Ese pensamiento crítico es evidente en el desarrollo científico pero está presente en cada manifestación de la vida en sociedad. También es cierto que en las sociedades hay enclaves de poder que tratan de mantenerlo y que no dan su brazo a torcer. Pero la lucha se inicia con el debate de las ideas. A los científicos y académicos de las ciencias exactas y sociales, les forman para sospechar y para tratar de no dejarse sesgar por lo que parece evidente. Establecer las relaciones de causalidad y la comprensión de los fenómenos físicos o sociales es un rompecabezas que mueve a los investigadores, que tal como los célebres detectives Philip Marlowe, Sherlock Holmes o Hércules Poirot, dejan el alma tratando de resolverlos. Lograrlo sin tomar posiciones a priori, sin dejarse presionar por los cantos de sirena de rubias platinadas o por los grupos de interés, es el desafío del investigador, ya sea científico o detectivesco.

Lo hermoso del pensamiento crítico es que es un proceso permanente e iterativo. Lo vemos los padres con nuestros hijos, cuando se atreven a hacer preguntas. Lo importante es dar el espacio para hacerlas y debatir sobre ellas. Al comienzo pueden creer en “verdades asumidas”, pero su racionalidad los lleva a plantear otros escenarios y alternativas.

El mentado proceso desarrollista del régimen, sin pensamiento crítico y sin debate abierto, no puede decantar en innovación y alternativas de política pública que cambien el modelo de desarrollo económico. Por el contrario, lo que muestra la actual crisis económica y fiscal es que se exacerbó nuestra dependencia de la producción de bienes primarios.
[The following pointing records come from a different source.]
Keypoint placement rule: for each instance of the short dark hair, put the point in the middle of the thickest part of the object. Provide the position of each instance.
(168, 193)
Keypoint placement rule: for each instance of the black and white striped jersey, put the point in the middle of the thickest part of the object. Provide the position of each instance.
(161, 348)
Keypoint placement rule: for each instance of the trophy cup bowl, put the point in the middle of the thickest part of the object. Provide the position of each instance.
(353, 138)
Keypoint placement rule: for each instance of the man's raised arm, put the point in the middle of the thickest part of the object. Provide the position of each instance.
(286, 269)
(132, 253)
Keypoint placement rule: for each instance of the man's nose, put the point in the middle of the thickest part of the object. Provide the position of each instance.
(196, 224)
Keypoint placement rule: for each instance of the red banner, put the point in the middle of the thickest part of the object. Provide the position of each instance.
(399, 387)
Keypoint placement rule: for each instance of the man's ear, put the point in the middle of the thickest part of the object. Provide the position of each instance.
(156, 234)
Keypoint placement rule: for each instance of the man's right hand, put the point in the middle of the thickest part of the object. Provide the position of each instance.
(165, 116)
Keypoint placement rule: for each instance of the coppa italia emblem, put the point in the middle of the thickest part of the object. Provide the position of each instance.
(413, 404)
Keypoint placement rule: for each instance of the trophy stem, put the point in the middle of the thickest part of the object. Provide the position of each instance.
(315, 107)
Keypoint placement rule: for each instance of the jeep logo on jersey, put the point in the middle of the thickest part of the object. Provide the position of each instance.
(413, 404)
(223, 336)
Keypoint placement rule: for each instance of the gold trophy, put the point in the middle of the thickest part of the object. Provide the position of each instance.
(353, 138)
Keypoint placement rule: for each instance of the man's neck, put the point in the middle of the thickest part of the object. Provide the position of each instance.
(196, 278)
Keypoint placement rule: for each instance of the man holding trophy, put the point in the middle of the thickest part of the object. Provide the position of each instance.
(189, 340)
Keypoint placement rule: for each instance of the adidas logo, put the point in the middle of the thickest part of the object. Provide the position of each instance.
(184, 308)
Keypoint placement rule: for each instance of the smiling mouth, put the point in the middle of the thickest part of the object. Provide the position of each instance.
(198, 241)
Eso es, justamente, lo que ha ido desapareciendo en el Ecuador de a poco. El Estado ha convertido al proceso de la Revolución Ciudadana en un espacio acrítico, donde cualquier disenso supone una intencionalidad política que busca desestabilizar el “proyecto”. Lo que ocurrió con la Universidad Andina, con las firmas de Yasunidos, con la perenne confrontación y acecho a la prensa, con la sanción a un legislador de Alianza PAIS por no votar con el bloque, confirman que la noción de “modelo de desarrollo” actual es un ídolo de ojos vendados y pies de barro, que no busca un país con espíritu crítico sino de palabras autocomplacientes.

Ese es un factor clave que ha faltado en la última década. El mentado proceso desarrollista del régimen, sin pensamiento crítico, y sin debate abierto, no puede decantar en innovación y alternativas de política pública que cambien el modelo de desarrollo económico. Por el contrario, lo que muestra la actual crisis económica y fiscal, es que se exacerbó nuestra dependencia de la producción de bienes primarios y que salir de esta, en las actuales circunstancias, es un desafío cada vez más complicado.
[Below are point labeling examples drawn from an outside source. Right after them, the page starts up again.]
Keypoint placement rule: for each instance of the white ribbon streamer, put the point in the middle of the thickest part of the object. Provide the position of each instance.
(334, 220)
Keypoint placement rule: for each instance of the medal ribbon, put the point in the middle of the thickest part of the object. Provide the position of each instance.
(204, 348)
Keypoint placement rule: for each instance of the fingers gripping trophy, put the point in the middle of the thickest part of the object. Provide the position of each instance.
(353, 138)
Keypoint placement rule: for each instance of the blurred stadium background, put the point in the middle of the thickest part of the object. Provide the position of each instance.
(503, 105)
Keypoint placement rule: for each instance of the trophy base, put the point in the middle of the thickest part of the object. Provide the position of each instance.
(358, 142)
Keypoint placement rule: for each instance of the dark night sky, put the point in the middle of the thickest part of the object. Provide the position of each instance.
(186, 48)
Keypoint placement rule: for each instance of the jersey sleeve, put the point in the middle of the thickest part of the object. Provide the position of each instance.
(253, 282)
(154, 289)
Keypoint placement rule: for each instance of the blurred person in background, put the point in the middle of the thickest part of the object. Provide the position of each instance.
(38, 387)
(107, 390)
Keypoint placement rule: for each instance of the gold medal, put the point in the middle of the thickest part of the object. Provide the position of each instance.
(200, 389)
Este es un problema estructural de América Latina. Tal como lo señala el académico de Cambridge Gabriel Palma, mientras en el sudeste asiático la dinámica ha sido colaborativa en la medida en que se han dado trasvases, con inversión de unos países en otros, y complementariedad, cuando un país decide dejar de producir bienes de menor valor agregado, permitiéndole a otro de esa región desarrollar esa producción, en Latinoamérica no hay referentes que apuesten fuerte a la generación de valor o al desarrollo de nichos de mercado con relaciones colaborativas. Todos los países, sin distinción política, son esencialmente productores primarios. Y lo seguirán siendo por largo rato. A nivel nacional, el debate sobre este tipo de problemas estructurales de la región brilla por su ausencia.

Incluso queda la impresión de que la inversión ecuatoriana –correctamente orientada– para formar capital humano en el exterior, no va a poder ser suficientemente fructífera para generar alternativas. No solo porque el tejido productivo y académico, privado o público, en su debilidad actual difícilmente absorberá a la masa de becarios. Para peor: en un entorno acrítico, las nuevas miradas de los profesionales formados en el exterior, difícilmente tendrán espacio para cuestionar lo hecho en el país durante la última década y proponer alternativas. Y, sobre todo, debatir sin miedo. (O)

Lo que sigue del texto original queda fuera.